When did you finally start working on your new restaurant idea? I got a job waiting tables at this place called Po. One of the owners there used to work at my uncle’s restaurant as a waiter, and he was partners with Mario Batali. He had a couple of shifts available so I was worked there as a waiter for some years. Then at some point I realized that I can never work for anyone else again, because I had worked for the best bosses, like Mario, who is a tireless worker and a really good guy. That was when I had the idea about opening up ‘ino with my wife, and then we opened the little bruscheterria which has been around for ten years. It was before anyone here really knew about paninis. It’s like my baby.

The idea of Bar Milano just came about over the course of the last few years, wanting to do something a little different. I wanted to step it up a little bit, and try to find a new neighborhood. We also loved the combination of Milan to New York. I think they’re very parallel. They’re very sexy and very financial, and there’s a good mix of a lot of different foods around. We wanted to stay focused on northern Italian food and style wise make it very Milanese. We felt like this could be a New York restaurant as well as a restaurant in Milan.

Do you ever want to start something on your own? I love having partners because it allows me to do a lot of things that I really love to do. I have two kids, I don’t work on the weekends, and it’s very important that I hang out with my family. Also, I just finished my second cookbook. So it’s important for me to get time to do that kind of stuff. I’m not that guy who’s going to be here every night till two in the morning and come home late. I always try to get home at 5 o’clock to have dinner with the family and then leave after the kids go to sleep. It’s a good balance to have great partners because it allows you to have some sort of normalcy.

What’s a regular day for you? I get up every morning at 6 a.m., hang out with the kids in the morning, make breakfast, take them to school with my wife. Then my day starts at one of the restaurants. I’m at ‘ino by 8:45-9 o’clock every day, and I’m there for a couple of hours. And I’ll go check out some of the other restaurants for lunch, maybe Lupa or ‘inoteca to see if they need anything. The hardest part is when I open up new restaurants; they take so much of my time that sometimes I have to neglect the others for a little while.

I love the way you talk about your restaurants like your children. Other than my family, I live and breathe the restaurants, and like I said before, there’s nothing that makes me happier then seeing a smile on a person’s face, because I know that they’re going to come back. That’s probably why I moved out of the kitchen. I love to cook, and I’m probably pretty good, but if I did the same dishes a hundred times over in one night and wouldn’t be able to see the reaction on someone’s face, I wouldn’t get the same satisfaction as I now get by shaking hands and working the tables. We always kind of joke and call it spreading our fairy dust.

How is the current economic state affecting everything? It’s a new challenge that we haven’t really had in the last ten years, and probably Bar Milano is feeling it more than the other places that aren’t as expensive and very established.

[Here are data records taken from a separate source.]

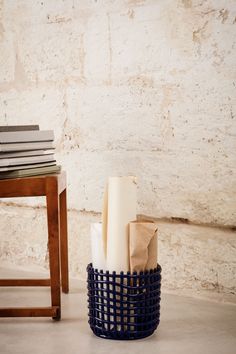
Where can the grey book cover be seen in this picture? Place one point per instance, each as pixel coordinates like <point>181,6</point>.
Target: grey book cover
<point>13,128</point>
<point>15,161</point>
<point>26,136</point>
<point>31,172</point>
<point>23,167</point>
<point>4,155</point>
<point>26,146</point>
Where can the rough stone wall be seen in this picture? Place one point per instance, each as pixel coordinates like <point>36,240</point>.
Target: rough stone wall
<point>130,87</point>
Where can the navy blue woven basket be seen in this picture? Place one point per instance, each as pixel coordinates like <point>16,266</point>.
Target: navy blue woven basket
<point>124,305</point>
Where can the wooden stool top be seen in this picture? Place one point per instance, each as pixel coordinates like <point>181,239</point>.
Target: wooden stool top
<point>32,186</point>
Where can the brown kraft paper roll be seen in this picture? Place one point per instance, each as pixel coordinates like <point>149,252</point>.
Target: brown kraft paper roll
<point>142,245</point>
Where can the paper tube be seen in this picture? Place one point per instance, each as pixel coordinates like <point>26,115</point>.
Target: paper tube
<point>121,209</point>
<point>142,245</point>
<point>98,256</point>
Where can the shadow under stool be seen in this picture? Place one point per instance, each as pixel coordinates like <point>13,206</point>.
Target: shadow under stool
<point>54,188</point>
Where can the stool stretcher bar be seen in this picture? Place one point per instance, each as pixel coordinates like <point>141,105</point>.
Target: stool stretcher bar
<point>29,311</point>
<point>25,282</point>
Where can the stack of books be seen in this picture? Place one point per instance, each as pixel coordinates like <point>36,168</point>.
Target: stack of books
<point>26,151</point>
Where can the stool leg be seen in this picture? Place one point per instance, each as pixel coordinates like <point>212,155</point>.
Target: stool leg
<point>64,243</point>
<point>53,241</point>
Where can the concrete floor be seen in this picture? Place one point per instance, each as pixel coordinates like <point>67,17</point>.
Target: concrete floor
<point>187,326</point>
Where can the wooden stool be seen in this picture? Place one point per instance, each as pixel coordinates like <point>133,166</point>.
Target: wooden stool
<point>54,188</point>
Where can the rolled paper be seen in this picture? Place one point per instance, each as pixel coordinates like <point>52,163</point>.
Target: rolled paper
<point>104,219</point>
<point>121,202</point>
<point>98,256</point>
<point>142,245</point>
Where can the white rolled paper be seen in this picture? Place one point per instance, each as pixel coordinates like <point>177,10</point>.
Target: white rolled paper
<point>121,201</point>
<point>98,256</point>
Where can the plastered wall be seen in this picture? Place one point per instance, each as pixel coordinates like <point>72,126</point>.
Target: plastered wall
<point>130,87</point>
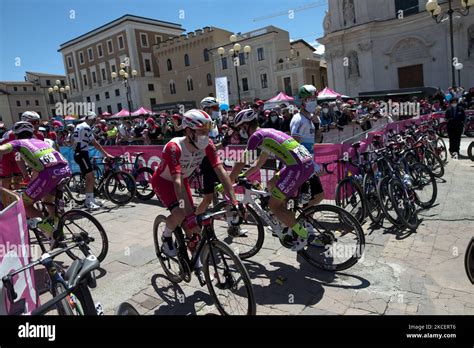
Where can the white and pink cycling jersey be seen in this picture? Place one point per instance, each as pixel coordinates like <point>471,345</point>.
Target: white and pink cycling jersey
<point>177,159</point>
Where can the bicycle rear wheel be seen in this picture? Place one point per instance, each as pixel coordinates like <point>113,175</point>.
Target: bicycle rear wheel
<point>403,204</point>
<point>120,187</point>
<point>228,280</point>
<point>424,185</point>
<point>75,222</point>
<point>175,270</point>
<point>143,182</point>
<point>374,211</point>
<point>339,231</point>
<point>246,244</point>
<point>77,187</point>
<point>434,163</point>
<point>349,196</point>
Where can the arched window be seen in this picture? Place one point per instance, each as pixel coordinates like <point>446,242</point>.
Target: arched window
<point>353,64</point>
<point>172,87</point>
<point>189,82</point>
<point>470,42</point>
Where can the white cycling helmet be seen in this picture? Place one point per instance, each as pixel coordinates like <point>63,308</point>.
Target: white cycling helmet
<point>245,116</point>
<point>29,116</point>
<point>196,119</point>
<point>23,126</point>
<point>209,102</point>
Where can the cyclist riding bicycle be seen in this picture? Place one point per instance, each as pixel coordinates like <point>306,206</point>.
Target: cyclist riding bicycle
<point>48,166</point>
<point>209,177</point>
<point>302,129</point>
<point>181,156</point>
<point>83,137</point>
<point>298,168</point>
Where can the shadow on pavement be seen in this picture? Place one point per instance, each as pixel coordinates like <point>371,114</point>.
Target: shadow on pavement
<point>177,303</point>
<point>303,285</point>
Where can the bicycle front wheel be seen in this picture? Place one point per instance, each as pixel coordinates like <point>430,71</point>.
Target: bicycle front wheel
<point>228,280</point>
<point>120,187</point>
<point>75,222</point>
<point>341,237</point>
<point>246,239</point>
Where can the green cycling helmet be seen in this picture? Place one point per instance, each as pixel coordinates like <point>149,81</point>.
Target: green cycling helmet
<point>307,91</point>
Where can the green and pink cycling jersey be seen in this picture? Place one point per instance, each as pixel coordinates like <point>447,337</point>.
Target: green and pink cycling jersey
<point>50,165</point>
<point>298,162</point>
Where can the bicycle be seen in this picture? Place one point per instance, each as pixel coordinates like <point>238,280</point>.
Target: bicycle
<point>112,183</point>
<point>70,224</point>
<point>333,225</point>
<point>70,289</point>
<point>216,258</point>
<point>142,176</point>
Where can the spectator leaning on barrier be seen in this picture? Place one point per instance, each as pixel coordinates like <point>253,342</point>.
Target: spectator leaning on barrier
<point>455,116</point>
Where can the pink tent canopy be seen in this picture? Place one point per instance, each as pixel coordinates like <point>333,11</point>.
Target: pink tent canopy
<point>281,97</point>
<point>121,113</point>
<point>328,93</point>
<point>142,111</point>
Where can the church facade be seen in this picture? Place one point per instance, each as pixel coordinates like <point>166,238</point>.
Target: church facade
<point>390,44</point>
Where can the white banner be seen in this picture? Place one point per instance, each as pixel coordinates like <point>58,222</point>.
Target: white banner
<point>222,92</point>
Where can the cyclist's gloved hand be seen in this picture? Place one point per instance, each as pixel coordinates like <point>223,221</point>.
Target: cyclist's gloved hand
<point>239,211</point>
<point>219,188</point>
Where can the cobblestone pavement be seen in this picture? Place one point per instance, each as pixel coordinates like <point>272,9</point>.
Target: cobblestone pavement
<point>420,273</point>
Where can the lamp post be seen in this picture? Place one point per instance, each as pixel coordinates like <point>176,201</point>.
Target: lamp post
<point>123,74</point>
<point>434,9</point>
<point>58,88</point>
<point>459,67</point>
<point>234,53</point>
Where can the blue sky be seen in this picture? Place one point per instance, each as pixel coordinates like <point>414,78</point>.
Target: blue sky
<point>32,30</point>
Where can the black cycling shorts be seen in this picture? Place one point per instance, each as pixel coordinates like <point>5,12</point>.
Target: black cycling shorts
<point>209,177</point>
<point>84,162</point>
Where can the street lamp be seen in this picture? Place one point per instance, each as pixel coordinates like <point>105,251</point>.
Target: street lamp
<point>459,67</point>
<point>124,75</point>
<point>434,9</point>
<point>60,89</point>
<point>234,53</point>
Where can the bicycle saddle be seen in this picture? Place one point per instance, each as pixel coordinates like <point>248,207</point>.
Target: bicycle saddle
<point>356,145</point>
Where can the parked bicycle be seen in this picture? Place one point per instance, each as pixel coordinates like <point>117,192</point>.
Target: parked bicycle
<point>112,183</point>
<point>224,274</point>
<point>70,289</point>
<point>68,225</point>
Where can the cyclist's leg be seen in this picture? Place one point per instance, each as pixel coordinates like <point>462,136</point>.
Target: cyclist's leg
<point>83,160</point>
<point>317,191</point>
<point>289,181</point>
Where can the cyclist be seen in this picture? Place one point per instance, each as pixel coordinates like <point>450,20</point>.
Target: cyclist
<point>48,167</point>
<point>302,129</point>
<point>298,168</point>
<point>83,137</point>
<point>181,156</point>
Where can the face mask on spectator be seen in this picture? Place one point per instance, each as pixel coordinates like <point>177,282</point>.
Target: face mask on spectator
<point>311,105</point>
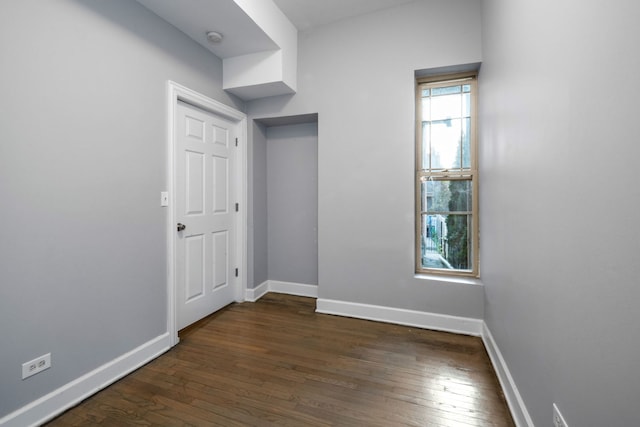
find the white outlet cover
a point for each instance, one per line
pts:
(36, 365)
(558, 419)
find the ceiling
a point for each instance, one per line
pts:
(252, 35)
(307, 14)
(241, 34)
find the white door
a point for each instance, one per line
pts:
(205, 213)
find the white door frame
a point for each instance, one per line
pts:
(177, 92)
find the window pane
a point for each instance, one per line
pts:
(446, 107)
(445, 144)
(444, 196)
(466, 143)
(460, 199)
(426, 133)
(466, 105)
(426, 109)
(445, 90)
(445, 242)
(435, 196)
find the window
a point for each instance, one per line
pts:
(446, 176)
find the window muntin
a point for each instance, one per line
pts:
(446, 176)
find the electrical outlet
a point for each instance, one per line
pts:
(558, 419)
(36, 365)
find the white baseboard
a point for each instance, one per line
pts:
(290, 288)
(516, 405)
(419, 319)
(298, 289)
(69, 395)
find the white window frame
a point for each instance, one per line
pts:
(466, 174)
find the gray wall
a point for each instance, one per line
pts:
(559, 202)
(259, 194)
(358, 74)
(292, 179)
(82, 163)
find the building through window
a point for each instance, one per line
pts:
(446, 175)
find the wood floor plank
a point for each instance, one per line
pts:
(277, 362)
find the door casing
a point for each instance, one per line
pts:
(175, 93)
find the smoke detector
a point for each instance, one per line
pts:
(214, 37)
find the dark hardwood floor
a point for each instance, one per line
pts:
(277, 362)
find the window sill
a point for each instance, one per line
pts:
(449, 279)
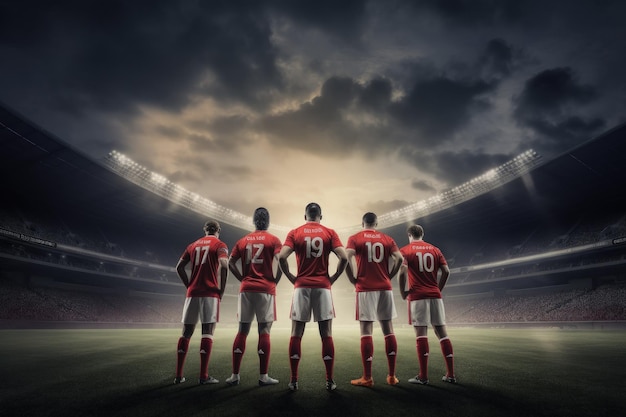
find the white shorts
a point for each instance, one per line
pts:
(256, 304)
(317, 300)
(375, 306)
(203, 309)
(427, 312)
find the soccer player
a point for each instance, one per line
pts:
(209, 259)
(378, 260)
(422, 263)
(260, 272)
(312, 242)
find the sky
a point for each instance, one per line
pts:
(356, 105)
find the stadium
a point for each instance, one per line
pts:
(87, 245)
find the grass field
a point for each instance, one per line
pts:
(129, 373)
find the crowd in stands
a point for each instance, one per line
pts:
(24, 302)
(600, 304)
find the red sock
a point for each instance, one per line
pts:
(239, 347)
(448, 355)
(206, 344)
(328, 354)
(264, 353)
(367, 355)
(422, 356)
(391, 348)
(295, 352)
(181, 354)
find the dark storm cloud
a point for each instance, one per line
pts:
(435, 107)
(342, 18)
(422, 185)
(552, 104)
(440, 106)
(319, 126)
(116, 54)
(453, 167)
(498, 59)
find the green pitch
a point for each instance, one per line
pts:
(130, 373)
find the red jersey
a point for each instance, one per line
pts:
(256, 251)
(204, 255)
(423, 261)
(312, 242)
(372, 252)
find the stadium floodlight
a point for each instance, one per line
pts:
(160, 185)
(490, 180)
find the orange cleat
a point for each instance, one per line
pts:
(392, 380)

Which restaurant is your favorite? Well, my baby is ‘ino. It was kind of where we started the whole panini craze. That was the first one we came up with. It’s kind of magic for us. I love all of them. It’s like my children. They all have such a special spot for so many different reasons, I don’t think I can necessarily love one more than the other. But if I had to pick one it would be ‘ino because it’s my menu, and a lot of my boys have been there for years. It’s like a family.